On pourrait admettre, d’une manière générale, que le droit est d’une nature analogue à certaines substances chimiques, qu’on ne peut présenter à l’état pur et isolé, mais tout au plus à l’aide d’un faible mélange avec d’autres substances qui leur servent de support, ou leur donnent la consistance nécessaire ; il en est ainsi du fluor, même de l’alcool, de l’acide prussique, etc.

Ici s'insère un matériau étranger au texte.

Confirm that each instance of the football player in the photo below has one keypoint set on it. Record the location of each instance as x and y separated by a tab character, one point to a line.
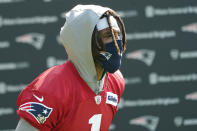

On peut dire que le droit aussi, s’il veut sérieusement s’imposer et même dominer, a nécessairement besoin d’une faible addition d’arbitraire et de force, pour parvenir, nonobstant sa nature purement idéale et par conséquent éthérée, à opérer et à subsister dans ce monde réel et matériel, sans s’évaporer et s’évanouir dans les nuages, comme cela arrive chez Hésiode[1]. Tout droit de naissance, tous privilèges héréditaires, toute religion d’État et maintes choses encore peuvent être regardés comme une base chimique nécessaire, ou un alliage de cette

  1. Schopenhauer fait sans aucun doute allusion aux vers suivants, les seuls d’Hésiode qui puissent s’appliquer à l’idée en jeu :

    η δε τε παρθενος εστι Δικη, Διος εκγεγανια,
    κυοδνη τ'αιδοιη τε θεοις οι Ολυμπον εχουσιν
    και ρ'οποταν τις μιν βλαπτη, σκολιως ονοταζων,
    αυτικα παρ Δυ πατρι καθεζομινη Κρονιωνι
    γηρυετ ανθρωπων αδικον νοον
    ...
    ________Les Travaux et les Jours, vers 254-258.

    (La Justice, cette vierge divine, fille de Jupiter, est auguste et respectée parmi les habitants de l’Olympe. Si quelqu’un lui fait injure et l’insulte, aussitôt elle va s’asseoir près de son père : elle se plaint à lui de la malice des hommes et demande vengeance). (Le trad.)